Changes in urine metabolite patterns after 28 days of treatment as assessed by ¹H-NMR spectroscopy (all urine metabolites determined semi-quantitatively by ¹H-NMR, all values were normalized based on the total integral and are presented as means + standard deviations (n=6 for all groups), group comparison by one-way ANOVA, *significance levels estimated using a post-hoc pairwise multiple comparison (Holm-Sidak method). Groups: con: vehicle-treated controls, CsA10: 10 mg/kg/day cyclosporine, CsA25: 25 mg/kg/day cyclosporine, Rapa1: 1 mg/kg/day sirolimus, CsA10/Rapa1: co-administration of 10 mg/ kg/ day cyclosporine and 1 mg/kg/day sirolimus, CsA25/Rapa1: co-administration of 25 mg/kg/day cyclosporine and 1 mg/kg/day sirolimus.

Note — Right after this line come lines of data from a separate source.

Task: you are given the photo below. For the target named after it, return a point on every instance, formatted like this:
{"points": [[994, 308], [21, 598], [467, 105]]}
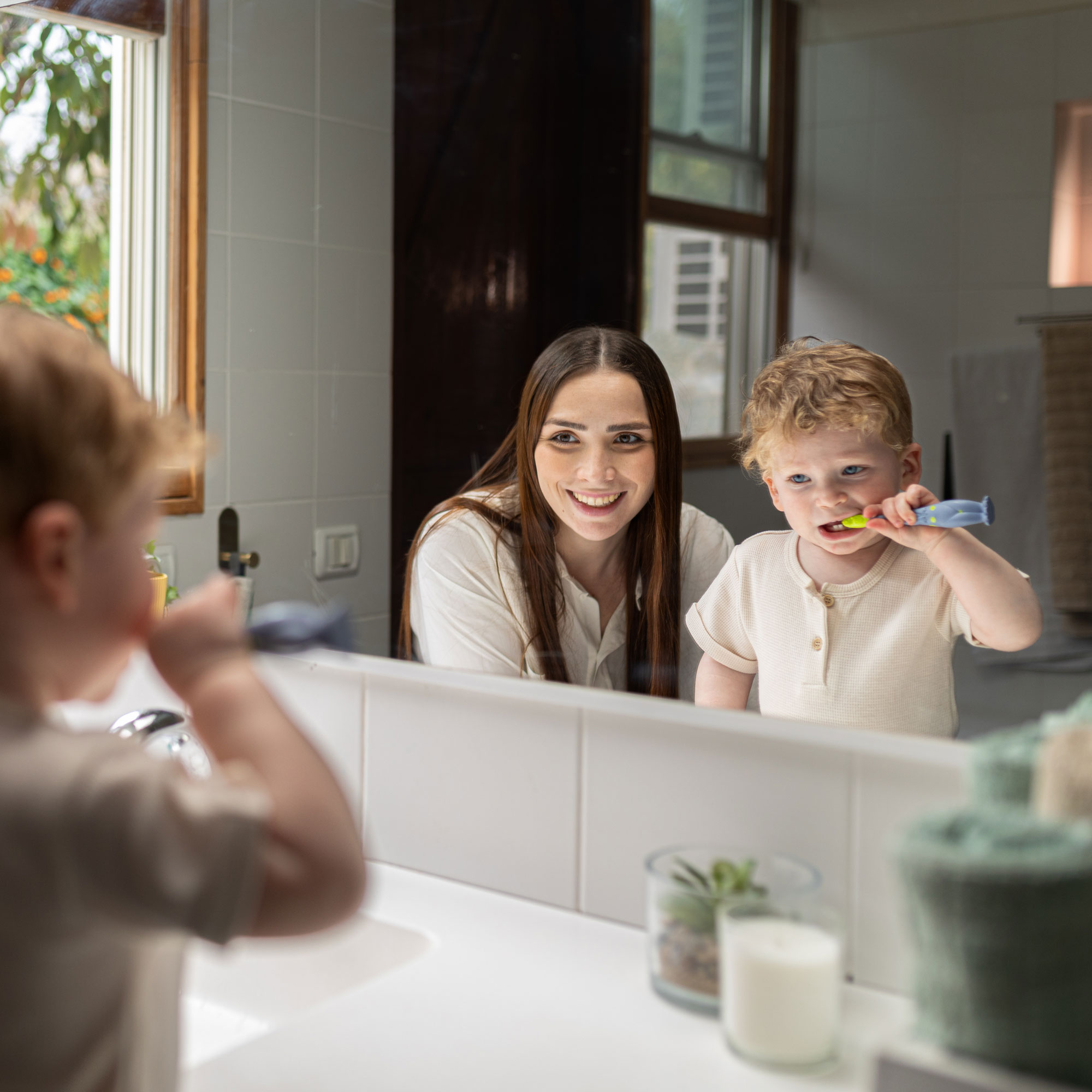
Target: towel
{"points": [[998, 450], [1067, 468], [999, 908]]}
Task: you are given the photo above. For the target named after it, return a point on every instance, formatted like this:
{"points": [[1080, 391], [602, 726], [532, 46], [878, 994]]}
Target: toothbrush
{"points": [[944, 514]]}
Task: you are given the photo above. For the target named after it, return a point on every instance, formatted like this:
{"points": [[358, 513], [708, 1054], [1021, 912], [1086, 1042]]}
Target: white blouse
{"points": [[468, 609]]}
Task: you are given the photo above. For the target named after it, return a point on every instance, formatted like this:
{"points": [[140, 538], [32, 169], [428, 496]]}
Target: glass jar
{"points": [[685, 888], [781, 983]]}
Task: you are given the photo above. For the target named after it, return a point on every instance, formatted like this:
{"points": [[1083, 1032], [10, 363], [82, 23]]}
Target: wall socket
{"points": [[337, 552]]}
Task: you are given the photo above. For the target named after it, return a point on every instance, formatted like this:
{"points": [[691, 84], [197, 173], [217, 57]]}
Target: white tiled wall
{"points": [[299, 353], [924, 194]]}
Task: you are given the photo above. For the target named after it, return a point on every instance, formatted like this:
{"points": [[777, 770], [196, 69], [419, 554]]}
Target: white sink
{"points": [[247, 989]]}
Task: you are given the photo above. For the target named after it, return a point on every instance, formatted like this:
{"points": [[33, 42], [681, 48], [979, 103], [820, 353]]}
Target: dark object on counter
{"points": [[293, 627], [1000, 912]]}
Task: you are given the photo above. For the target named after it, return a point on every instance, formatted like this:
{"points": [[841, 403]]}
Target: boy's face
{"points": [[821, 478]]}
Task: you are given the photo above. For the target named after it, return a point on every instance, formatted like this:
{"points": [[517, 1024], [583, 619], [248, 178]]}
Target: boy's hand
{"points": [[200, 633], [899, 521]]}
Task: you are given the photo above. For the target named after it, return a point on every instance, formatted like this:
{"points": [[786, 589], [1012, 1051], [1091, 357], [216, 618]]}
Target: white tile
{"points": [[282, 536], [354, 435], [355, 185], [220, 16], [328, 706], [842, 81], [218, 164], [1008, 153], [357, 72], [272, 173], [652, 786], [891, 796], [1073, 39], [373, 636], [274, 52], [272, 306], [917, 159], [477, 789], [369, 592], [1010, 63], [988, 317], [216, 431], [354, 313], [271, 425], [217, 303], [918, 75], [915, 245], [1004, 243]]}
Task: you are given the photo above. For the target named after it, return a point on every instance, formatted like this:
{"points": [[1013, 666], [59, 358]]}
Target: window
{"points": [[102, 136], [720, 91]]}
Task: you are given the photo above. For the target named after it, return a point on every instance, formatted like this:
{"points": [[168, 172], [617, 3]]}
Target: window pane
{"points": [[706, 314], [709, 74], [55, 126]]}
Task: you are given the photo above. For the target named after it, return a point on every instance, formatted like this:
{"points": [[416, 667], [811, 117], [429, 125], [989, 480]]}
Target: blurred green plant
{"points": [[57, 192], [699, 894], [48, 284]]}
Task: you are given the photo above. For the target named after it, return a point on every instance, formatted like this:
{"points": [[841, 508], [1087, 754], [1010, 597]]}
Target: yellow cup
{"points": [[159, 594]]}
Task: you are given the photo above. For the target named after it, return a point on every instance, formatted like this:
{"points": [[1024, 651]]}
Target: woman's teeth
{"points": [[597, 502]]}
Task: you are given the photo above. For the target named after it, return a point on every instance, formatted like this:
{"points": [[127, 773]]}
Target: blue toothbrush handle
{"points": [[955, 514]]}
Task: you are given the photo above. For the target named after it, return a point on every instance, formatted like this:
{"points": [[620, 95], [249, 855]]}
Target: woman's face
{"points": [[596, 460]]}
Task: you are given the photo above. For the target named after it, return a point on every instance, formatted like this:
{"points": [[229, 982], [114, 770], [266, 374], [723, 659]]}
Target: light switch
{"points": [[337, 552]]}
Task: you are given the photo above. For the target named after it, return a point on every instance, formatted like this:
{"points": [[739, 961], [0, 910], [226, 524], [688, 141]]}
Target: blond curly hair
{"points": [[812, 384]]}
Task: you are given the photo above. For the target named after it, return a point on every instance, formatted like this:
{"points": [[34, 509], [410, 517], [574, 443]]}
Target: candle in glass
{"points": [[780, 989]]}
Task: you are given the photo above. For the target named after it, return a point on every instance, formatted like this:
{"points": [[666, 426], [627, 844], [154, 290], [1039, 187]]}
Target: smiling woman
{"points": [[571, 555]]}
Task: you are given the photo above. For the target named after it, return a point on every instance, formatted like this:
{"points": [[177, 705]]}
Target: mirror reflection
{"points": [[511, 358]]}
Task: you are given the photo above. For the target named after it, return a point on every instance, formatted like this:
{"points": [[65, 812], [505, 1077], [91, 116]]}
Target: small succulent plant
{"points": [[699, 894]]}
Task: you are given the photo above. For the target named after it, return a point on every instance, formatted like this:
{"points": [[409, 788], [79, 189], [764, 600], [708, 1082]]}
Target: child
{"points": [[109, 858], [849, 627]]}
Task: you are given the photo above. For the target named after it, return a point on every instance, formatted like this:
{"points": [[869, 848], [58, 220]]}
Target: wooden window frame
{"points": [[775, 225], [188, 196]]}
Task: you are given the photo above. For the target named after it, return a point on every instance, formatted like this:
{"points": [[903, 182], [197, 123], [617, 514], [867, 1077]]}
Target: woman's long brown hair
{"points": [[652, 542]]}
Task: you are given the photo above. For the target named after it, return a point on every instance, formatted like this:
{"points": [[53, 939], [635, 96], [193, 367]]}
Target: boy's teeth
{"points": [[597, 502]]}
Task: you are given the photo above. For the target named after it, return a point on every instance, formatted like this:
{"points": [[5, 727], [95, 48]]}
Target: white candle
{"points": [[780, 988]]}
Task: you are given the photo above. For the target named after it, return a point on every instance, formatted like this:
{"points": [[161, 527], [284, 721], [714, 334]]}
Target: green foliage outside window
{"points": [[55, 207]]}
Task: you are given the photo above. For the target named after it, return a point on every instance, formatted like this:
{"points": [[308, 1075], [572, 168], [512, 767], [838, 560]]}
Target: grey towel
{"points": [[998, 447]]}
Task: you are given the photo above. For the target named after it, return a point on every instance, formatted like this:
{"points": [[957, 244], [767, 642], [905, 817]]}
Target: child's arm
{"points": [[1005, 613], [314, 865], [721, 687]]}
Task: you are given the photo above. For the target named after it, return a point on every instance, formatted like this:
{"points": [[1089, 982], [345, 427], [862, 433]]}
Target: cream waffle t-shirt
{"points": [[872, 655]]}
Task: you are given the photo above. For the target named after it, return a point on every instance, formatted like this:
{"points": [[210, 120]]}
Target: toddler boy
{"points": [[850, 627], [109, 859]]}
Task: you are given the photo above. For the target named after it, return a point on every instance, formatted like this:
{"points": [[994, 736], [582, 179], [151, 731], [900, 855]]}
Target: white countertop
{"points": [[518, 998]]}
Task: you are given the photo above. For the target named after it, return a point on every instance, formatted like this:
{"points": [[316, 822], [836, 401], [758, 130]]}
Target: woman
{"points": [[571, 555]]}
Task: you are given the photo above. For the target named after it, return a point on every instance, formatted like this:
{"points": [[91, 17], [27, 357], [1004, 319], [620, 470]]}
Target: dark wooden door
{"points": [[517, 217]]}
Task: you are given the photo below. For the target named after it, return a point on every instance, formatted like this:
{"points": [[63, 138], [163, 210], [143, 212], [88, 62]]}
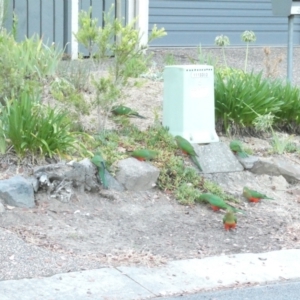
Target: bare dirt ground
{"points": [[144, 228]]}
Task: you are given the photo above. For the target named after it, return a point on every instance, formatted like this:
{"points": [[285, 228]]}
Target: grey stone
{"points": [[34, 182], [17, 191], [81, 175], [2, 208], [90, 178], [112, 183], [217, 158], [276, 166], [248, 162], [136, 175]]}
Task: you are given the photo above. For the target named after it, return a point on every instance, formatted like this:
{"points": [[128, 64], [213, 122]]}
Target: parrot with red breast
{"points": [[229, 220]]}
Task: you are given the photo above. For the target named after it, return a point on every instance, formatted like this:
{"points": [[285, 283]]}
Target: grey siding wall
{"points": [[191, 22]]}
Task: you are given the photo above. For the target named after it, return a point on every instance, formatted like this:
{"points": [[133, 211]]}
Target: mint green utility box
{"points": [[189, 102]]}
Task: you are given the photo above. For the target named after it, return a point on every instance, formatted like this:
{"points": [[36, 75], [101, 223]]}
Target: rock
{"points": [[216, 158], [2, 208], [17, 191], [247, 162], [276, 166], [136, 175], [90, 178], [80, 174], [112, 183], [34, 182]]}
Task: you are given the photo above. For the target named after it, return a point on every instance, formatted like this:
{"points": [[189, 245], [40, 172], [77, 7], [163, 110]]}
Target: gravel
{"points": [[19, 259]]}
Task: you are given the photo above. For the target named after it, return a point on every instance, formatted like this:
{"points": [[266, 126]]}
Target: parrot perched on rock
{"points": [[188, 149], [254, 196], [237, 148], [216, 202], [99, 162], [229, 220], [143, 154], [121, 110]]}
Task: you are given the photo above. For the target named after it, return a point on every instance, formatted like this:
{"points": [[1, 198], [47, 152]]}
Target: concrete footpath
{"points": [[175, 278]]}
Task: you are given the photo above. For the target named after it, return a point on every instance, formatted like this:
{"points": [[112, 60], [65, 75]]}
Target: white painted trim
{"points": [[74, 28], [130, 10], [139, 9], [142, 12]]}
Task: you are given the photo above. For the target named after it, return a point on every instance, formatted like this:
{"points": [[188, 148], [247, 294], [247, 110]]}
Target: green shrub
{"points": [[24, 65], [36, 129], [241, 97], [289, 113]]}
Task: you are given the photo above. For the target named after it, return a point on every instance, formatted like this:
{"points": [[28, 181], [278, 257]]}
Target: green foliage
{"points": [[122, 43], [88, 30], [282, 144], [247, 37], [24, 65], [222, 41], [183, 181], [289, 113], [33, 128], [186, 193], [63, 91]]}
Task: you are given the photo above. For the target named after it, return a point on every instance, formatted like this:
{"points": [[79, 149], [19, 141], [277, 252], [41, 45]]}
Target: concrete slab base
{"points": [[217, 158]]}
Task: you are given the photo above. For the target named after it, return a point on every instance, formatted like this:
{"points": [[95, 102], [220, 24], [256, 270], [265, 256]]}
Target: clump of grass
{"points": [[271, 64]]}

Figure 8. Representative ¹H-NMR spectra (aliphatic region) of urine extracts after treatment for 28 days

The total number of urine samples evaluated for each group was n=6. Signal assignments: 1 drug vehicle compounds, 2 lactate, 3 alanine, 4 acetate, 5 succinate, 6 2-oxoglutarate, 7 citrate, 8 dimethylamine, 9 trimethylamine, 10 dimethyl glycine, 11 creatine, 12a/b creatinine, 13 trimethylamine oxide, 14 taurine, 15 hippurate, 16 α-glucose. Groups: con: vehicle-treated controls, CsA10: 10 mg/kg/day cyclosporine, CsA25: 25 mg/kg/day cyclosporine, Rapa1: 1 mg/kg/day sirolimus, CsA10/Rapa1: co-administration of 10 mg/ kg/ day cyclosporine and 1 mg/kg/day sirolimus, CsA25/Rapa1: co-administration of 25 mg/kg/day cyclosporine and 1 mg/kg/day sirolimus.

Figure 9. Representative ¹H-NMR spectra (aromatic region) of urine extracts after treatment for 28 days

The total number of urine samples evaluated for each group was n=6. Glucose, urea and hippurate signals are shown. Groups: con: vehicle-treated controls, CsA10: 10 mg/kg/day cyclosporine, CsA25: 25 mg/kg/day cyclosporine, Rapa1: 1 mg/kg/day sirolimus, CsA10/Rapa1: co-administration of 10 mg/ kg/ day cyclosporine and 1 mg/kg/day sirolimus, CsA25/Rapa1: co-administration of 25 mg/kg/day cyclosporine and 1 mg/kg/day sirolimus.